When we first married, he was at Dam Neck Naval Base in Virginia Beach to learn to maintain the computers that control the Polaris missles on the FBM class of nuclear submarines which was named for US presidents and explorers. I met some of the neatest people then and am still friends with our close group. It was my first time living out of state, and I have great memories of it.
The two FBM's he was on were the USS James Madison and the USS Lewis and Clark. It was strange when he was on patrol. There were two crews (blue and gold crews), and they alternated three-month periods. We couldn't hear from them while they were gone because the boats could receive messages but not send them because they were deterrent weapons. We were allowed three family-grams per patrol and got an extra one when we had a baby (a baby-gram). We had to call someone at the base who took down our twenty-word message that was transmitted all over the Atlantic and eventually typed out for the recipients.
I was so paranoid about saying anything that might breach security because wives had been arrested by the shore patrol for it and their husbands demoted and sent to a surface craft. Co-teachers would ask when my husband was coming home just to be friendly out of concern, but I couldn't even give an approximate date. I'd say it would be soon or in a month or something like that. Actually we didn't know and had to start calling a special number to find out when the plane would be at the Air Force base that brought them back from Rota, Spain, or Holy Lock, Scotland, bases where their subs sailed from. There was a calling network, so we'd know we could call that number.
Security was high since a whole crew could be wiped out by blowing up a plane. Navy Seals checked out the subs thoroughly before they went to sea for depth charges. I respected all the security because it was vital, and I wanted them to get home safely. He made sure not to tell me things that I would have to decide were safe topics or not - that "need to know" policy. I was tense the whole time he was gone and just about relaxed before I started dreading his leaving again.

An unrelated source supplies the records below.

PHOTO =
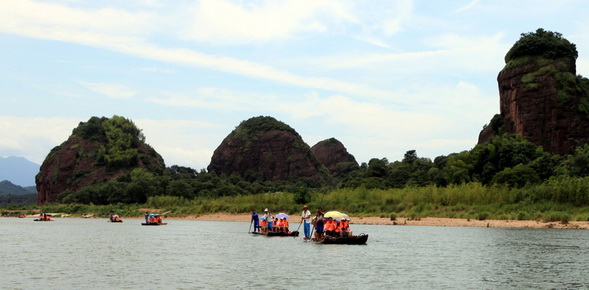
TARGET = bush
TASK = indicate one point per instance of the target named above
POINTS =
(543, 43)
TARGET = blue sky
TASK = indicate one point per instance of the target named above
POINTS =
(383, 77)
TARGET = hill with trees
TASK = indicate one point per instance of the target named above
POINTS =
(96, 152)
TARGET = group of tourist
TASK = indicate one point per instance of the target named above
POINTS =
(327, 226)
(44, 217)
(269, 223)
(153, 218)
(323, 226)
(115, 218)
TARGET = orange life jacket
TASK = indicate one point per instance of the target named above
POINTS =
(330, 226)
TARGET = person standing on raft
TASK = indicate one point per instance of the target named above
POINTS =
(256, 221)
(305, 219)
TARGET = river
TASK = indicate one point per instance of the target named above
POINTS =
(71, 253)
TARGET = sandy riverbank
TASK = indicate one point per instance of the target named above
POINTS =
(429, 221)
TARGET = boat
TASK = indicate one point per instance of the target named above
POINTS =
(277, 234)
(153, 220)
(153, 224)
(44, 217)
(350, 240)
(115, 218)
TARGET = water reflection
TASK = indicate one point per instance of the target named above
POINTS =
(91, 253)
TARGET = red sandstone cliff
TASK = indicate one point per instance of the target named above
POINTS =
(264, 148)
(77, 162)
(543, 100)
(335, 156)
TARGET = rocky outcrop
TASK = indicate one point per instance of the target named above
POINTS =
(97, 151)
(263, 148)
(543, 100)
(335, 157)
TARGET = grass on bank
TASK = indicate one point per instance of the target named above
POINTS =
(555, 200)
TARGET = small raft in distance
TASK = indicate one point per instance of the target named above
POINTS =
(153, 220)
(277, 234)
(351, 240)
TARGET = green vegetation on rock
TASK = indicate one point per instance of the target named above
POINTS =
(548, 44)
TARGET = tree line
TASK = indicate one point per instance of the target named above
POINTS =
(507, 160)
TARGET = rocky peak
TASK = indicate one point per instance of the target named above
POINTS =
(332, 153)
(541, 97)
(266, 149)
(97, 151)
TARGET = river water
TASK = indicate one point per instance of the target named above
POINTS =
(95, 254)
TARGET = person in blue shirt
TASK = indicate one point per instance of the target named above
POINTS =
(256, 221)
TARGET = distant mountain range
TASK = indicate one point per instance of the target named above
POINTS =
(18, 170)
(6, 187)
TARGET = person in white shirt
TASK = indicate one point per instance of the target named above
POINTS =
(306, 220)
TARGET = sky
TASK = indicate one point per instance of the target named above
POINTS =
(382, 77)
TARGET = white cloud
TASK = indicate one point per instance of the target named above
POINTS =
(52, 28)
(29, 16)
(115, 91)
(230, 22)
(33, 138)
(185, 143)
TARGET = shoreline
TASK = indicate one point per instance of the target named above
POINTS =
(375, 220)
(428, 221)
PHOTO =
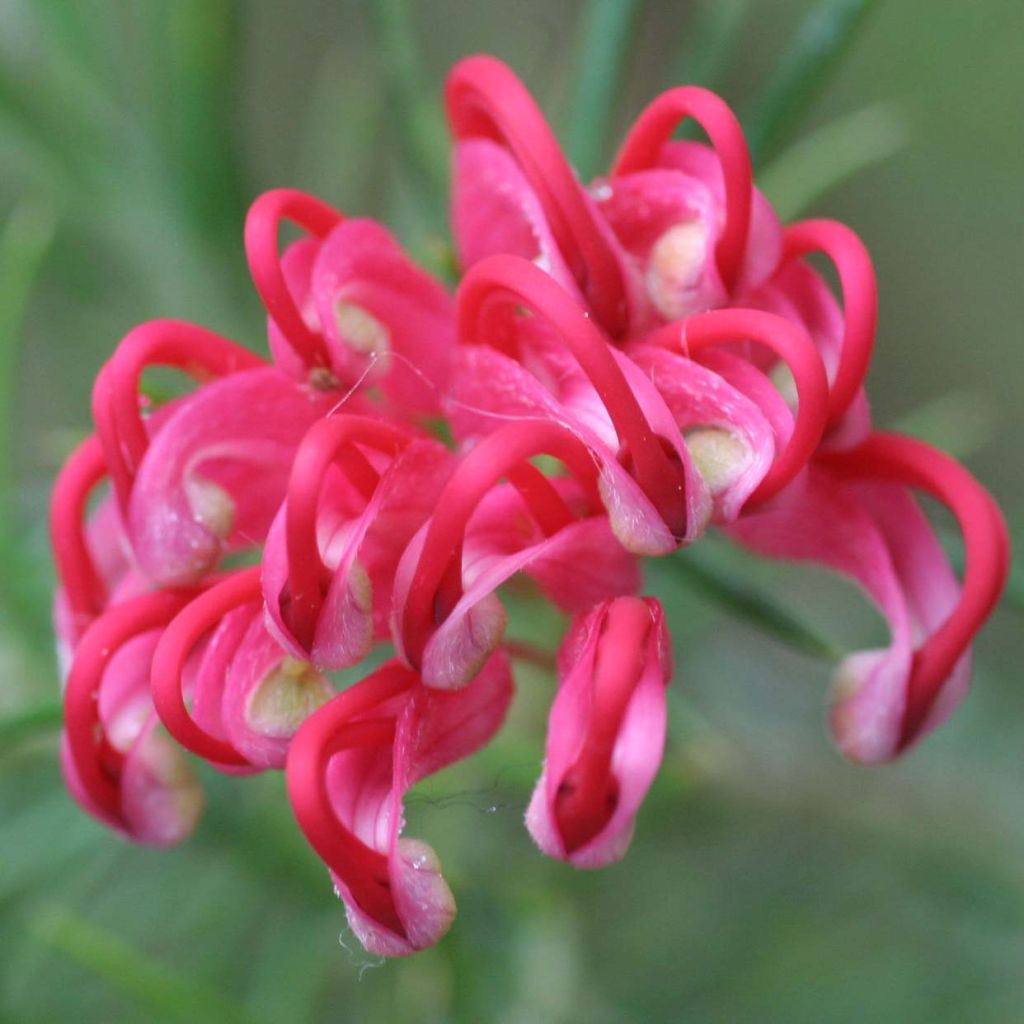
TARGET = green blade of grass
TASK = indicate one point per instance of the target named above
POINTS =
(30, 722)
(757, 608)
(822, 161)
(713, 35)
(203, 44)
(605, 31)
(25, 240)
(421, 134)
(124, 968)
(821, 42)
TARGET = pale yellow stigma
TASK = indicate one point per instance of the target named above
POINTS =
(211, 505)
(719, 456)
(675, 267)
(785, 383)
(364, 332)
(286, 698)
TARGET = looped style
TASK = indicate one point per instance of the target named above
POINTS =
(77, 571)
(484, 98)
(653, 129)
(436, 583)
(176, 645)
(609, 378)
(262, 225)
(500, 282)
(96, 763)
(792, 344)
(335, 440)
(986, 544)
(350, 721)
(193, 349)
(860, 301)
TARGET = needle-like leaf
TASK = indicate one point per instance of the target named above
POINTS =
(823, 160)
(818, 47)
(605, 31)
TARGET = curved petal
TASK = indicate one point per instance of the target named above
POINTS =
(408, 732)
(267, 695)
(825, 521)
(669, 224)
(764, 247)
(634, 727)
(727, 435)
(297, 269)
(380, 313)
(361, 550)
(160, 800)
(213, 477)
(494, 210)
(489, 389)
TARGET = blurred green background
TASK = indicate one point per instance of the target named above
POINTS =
(769, 881)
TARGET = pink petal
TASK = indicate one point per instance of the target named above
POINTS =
(161, 800)
(297, 267)
(825, 521)
(638, 745)
(214, 475)
(267, 695)
(367, 788)
(380, 312)
(475, 626)
(727, 435)
(764, 249)
(363, 552)
(494, 210)
(489, 389)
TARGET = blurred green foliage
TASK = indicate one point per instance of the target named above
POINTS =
(769, 881)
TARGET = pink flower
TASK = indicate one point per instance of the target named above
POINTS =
(332, 552)
(249, 694)
(347, 772)
(347, 305)
(605, 732)
(621, 368)
(116, 762)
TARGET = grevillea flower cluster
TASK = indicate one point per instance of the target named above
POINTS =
(622, 367)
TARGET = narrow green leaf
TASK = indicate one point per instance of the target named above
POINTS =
(605, 31)
(30, 722)
(421, 133)
(25, 241)
(958, 422)
(131, 972)
(202, 44)
(821, 42)
(759, 609)
(830, 156)
(713, 37)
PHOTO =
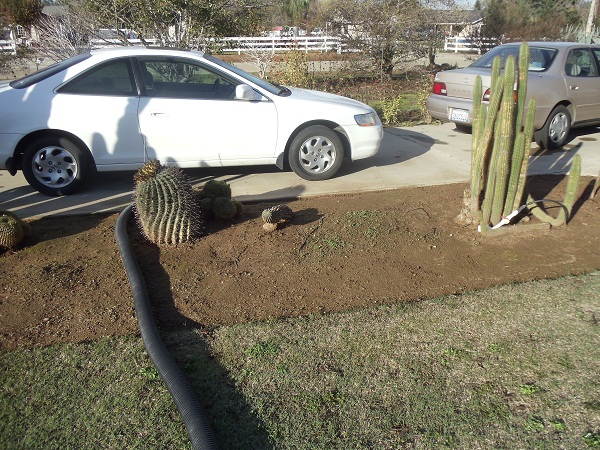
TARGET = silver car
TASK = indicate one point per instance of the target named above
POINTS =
(564, 78)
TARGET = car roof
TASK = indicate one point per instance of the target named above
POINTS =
(134, 50)
(552, 44)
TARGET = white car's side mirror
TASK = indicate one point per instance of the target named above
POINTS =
(245, 92)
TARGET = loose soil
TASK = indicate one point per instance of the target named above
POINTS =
(66, 282)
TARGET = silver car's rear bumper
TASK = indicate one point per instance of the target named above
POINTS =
(450, 108)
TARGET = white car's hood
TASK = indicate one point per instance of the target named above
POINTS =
(309, 95)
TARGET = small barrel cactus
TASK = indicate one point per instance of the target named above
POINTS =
(277, 214)
(215, 201)
(12, 230)
(215, 188)
(165, 205)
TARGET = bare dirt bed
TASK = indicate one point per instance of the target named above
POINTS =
(67, 282)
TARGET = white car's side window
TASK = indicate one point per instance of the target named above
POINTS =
(178, 78)
(581, 63)
(114, 78)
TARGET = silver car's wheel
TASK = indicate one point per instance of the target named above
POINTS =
(55, 166)
(556, 130)
(316, 153)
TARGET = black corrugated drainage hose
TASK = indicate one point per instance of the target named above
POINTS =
(200, 433)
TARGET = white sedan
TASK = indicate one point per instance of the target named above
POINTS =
(115, 109)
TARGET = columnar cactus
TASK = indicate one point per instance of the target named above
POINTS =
(12, 230)
(165, 205)
(502, 134)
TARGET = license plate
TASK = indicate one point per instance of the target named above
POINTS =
(459, 115)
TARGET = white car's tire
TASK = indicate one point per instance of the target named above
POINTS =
(316, 153)
(55, 165)
(555, 132)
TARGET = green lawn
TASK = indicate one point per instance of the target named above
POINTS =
(511, 367)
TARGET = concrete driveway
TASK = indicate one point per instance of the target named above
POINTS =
(409, 156)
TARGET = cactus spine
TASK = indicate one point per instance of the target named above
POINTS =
(165, 205)
(502, 135)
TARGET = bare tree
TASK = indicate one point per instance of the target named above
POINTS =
(64, 36)
(259, 58)
(388, 32)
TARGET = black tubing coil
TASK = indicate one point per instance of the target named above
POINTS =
(199, 430)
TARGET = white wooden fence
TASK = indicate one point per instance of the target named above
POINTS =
(284, 43)
(458, 44)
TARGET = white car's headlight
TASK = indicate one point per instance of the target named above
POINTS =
(366, 120)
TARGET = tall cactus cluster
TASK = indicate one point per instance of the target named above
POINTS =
(165, 205)
(502, 135)
(12, 230)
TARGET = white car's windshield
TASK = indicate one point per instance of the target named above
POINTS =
(270, 87)
(539, 58)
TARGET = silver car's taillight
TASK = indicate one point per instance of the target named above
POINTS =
(439, 88)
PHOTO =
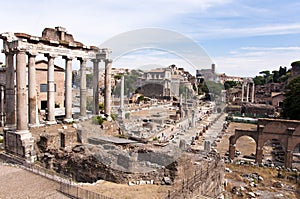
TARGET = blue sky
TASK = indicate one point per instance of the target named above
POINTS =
(240, 37)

On this Veteran's Day, I applaud all those who are in the service of our country and who have ever been and their families. Thank you!
Come On In
12 hours ago
2 comments:
Fascinating entry Joy. I lived in a Naval Base town and those days were hairy in Brunswick too, for security,big secrets, and holding families as accountable as the navy boys for secrecy in all things. bu tnon of it was as scary as what you went through. It used to be a matter of social standing to be more on the "inside" than others.
-charlie
When the Scorpion and the Thresher sank, it freaked me out. It was scary knowing he was out riding around deep in the ocean and Mediterranean with the bomb but not knowing what was going on - ever! Later on I heard stories that were unbelievable.